Kain tenun ikat yang demikian
disebut dengan kain tenun ikat dobel. “Kain tenun ikat jenis ini biasanya
dijual dengan harga yang relatif lebih tinggi dibandingkan dengan kain tenun
ikat biasa karena proses pembuatannya membutuhkan ketelitian yang sangat tinggi
dan perhitungan yang tepat. Karena itu pula, proses pembuatan kain tenun ikat
dobel ini biasanya membutuhkan waktu yang cukup lama,” jelas Adnyana sembari
menjelaskan kain tenun ikat dobel yang cukup terkenal di Bali
adalah kain tenun ikat Pegeringsingan yang dibuat oleh para perajin di Karangasem.
Banyak Berinovasi
Dalam perjalanannya, Adnyana tidak
berhenti pada memproduksi kain tenun saja, namun sudah banyak berinovasi
mengembangkan produknya. Seperti tehnik penggunaan air brush pada motif dan
pewarnaan, kain songket gaya Gianyar dan kini akan memadukan kain endek dengan
songket dan batik.
Kendala yang ditemui selama ini
menurut Adnyana memang waktu pembuatan yang agak lama.

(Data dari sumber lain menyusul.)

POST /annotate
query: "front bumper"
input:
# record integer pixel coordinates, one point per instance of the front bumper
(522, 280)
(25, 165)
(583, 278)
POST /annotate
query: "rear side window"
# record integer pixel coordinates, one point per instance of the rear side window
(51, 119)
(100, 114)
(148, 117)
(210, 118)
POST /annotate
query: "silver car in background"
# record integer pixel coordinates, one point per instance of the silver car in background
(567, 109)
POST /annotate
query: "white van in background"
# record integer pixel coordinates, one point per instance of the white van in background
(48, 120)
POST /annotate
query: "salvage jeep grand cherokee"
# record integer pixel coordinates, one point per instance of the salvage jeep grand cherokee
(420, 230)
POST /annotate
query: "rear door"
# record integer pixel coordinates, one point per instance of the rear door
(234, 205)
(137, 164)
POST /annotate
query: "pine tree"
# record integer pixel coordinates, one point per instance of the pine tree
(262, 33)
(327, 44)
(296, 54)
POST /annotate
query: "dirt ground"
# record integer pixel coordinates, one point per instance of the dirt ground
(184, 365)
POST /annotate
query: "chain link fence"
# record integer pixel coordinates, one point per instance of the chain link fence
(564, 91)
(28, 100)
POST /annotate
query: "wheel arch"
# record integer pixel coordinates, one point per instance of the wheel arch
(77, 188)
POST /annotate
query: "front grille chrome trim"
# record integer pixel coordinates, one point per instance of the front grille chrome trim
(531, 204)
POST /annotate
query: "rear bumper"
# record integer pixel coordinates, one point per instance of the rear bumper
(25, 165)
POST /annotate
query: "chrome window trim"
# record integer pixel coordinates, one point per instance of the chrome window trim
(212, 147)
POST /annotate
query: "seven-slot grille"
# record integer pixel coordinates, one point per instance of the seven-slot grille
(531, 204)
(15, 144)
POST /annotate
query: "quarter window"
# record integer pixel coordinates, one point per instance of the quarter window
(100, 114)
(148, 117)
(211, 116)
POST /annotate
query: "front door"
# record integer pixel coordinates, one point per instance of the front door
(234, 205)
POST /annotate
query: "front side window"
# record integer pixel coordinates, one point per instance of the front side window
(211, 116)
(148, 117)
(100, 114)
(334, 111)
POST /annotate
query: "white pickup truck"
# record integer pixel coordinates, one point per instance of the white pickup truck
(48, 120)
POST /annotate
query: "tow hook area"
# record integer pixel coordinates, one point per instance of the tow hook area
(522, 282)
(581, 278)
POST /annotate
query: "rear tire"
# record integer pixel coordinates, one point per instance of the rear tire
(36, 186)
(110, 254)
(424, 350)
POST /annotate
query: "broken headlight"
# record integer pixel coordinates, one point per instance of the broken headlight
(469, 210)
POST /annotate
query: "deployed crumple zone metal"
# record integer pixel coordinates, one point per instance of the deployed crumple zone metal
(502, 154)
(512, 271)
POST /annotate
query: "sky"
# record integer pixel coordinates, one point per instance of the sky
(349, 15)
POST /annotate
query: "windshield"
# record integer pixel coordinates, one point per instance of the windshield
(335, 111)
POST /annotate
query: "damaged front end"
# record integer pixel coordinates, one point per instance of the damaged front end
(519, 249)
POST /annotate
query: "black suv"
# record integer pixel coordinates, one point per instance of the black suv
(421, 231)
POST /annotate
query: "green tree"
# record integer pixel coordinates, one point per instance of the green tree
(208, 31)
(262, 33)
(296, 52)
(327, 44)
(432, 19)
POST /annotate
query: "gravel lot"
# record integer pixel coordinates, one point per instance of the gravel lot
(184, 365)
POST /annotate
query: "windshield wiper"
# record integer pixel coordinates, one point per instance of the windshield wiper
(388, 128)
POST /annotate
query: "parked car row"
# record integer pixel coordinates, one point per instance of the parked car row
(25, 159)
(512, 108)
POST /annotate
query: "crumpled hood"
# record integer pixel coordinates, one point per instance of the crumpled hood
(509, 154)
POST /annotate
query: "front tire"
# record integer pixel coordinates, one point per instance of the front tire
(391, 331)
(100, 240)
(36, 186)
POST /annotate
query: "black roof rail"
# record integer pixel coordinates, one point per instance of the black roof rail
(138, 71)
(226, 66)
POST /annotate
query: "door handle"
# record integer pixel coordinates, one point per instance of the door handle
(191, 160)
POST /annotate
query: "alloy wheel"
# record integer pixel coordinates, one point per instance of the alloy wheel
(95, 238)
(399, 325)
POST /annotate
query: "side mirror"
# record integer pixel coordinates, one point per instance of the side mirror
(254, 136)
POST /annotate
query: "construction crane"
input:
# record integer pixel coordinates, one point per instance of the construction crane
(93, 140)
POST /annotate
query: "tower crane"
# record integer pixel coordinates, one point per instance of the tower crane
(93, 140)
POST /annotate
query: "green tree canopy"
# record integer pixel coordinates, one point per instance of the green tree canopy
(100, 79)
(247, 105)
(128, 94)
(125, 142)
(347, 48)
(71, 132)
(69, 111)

Untuk itu beberapa waktu
belakangan pihaknya menggunakan kombinasi ATBM dengan Alat Tenun Mesin (ATM)
terutama ditujukan dalam memunculkan motif hasil kreasi Adnyana sendiri.
“Penggunaan ATM terutama ditujukan untuk mengangkat benang pakan dalam rangka
menimbulkan motif, sedangkan ATBM digunakan untuk proses penenunan kain
selebihnya yang melatari motif,” katanya.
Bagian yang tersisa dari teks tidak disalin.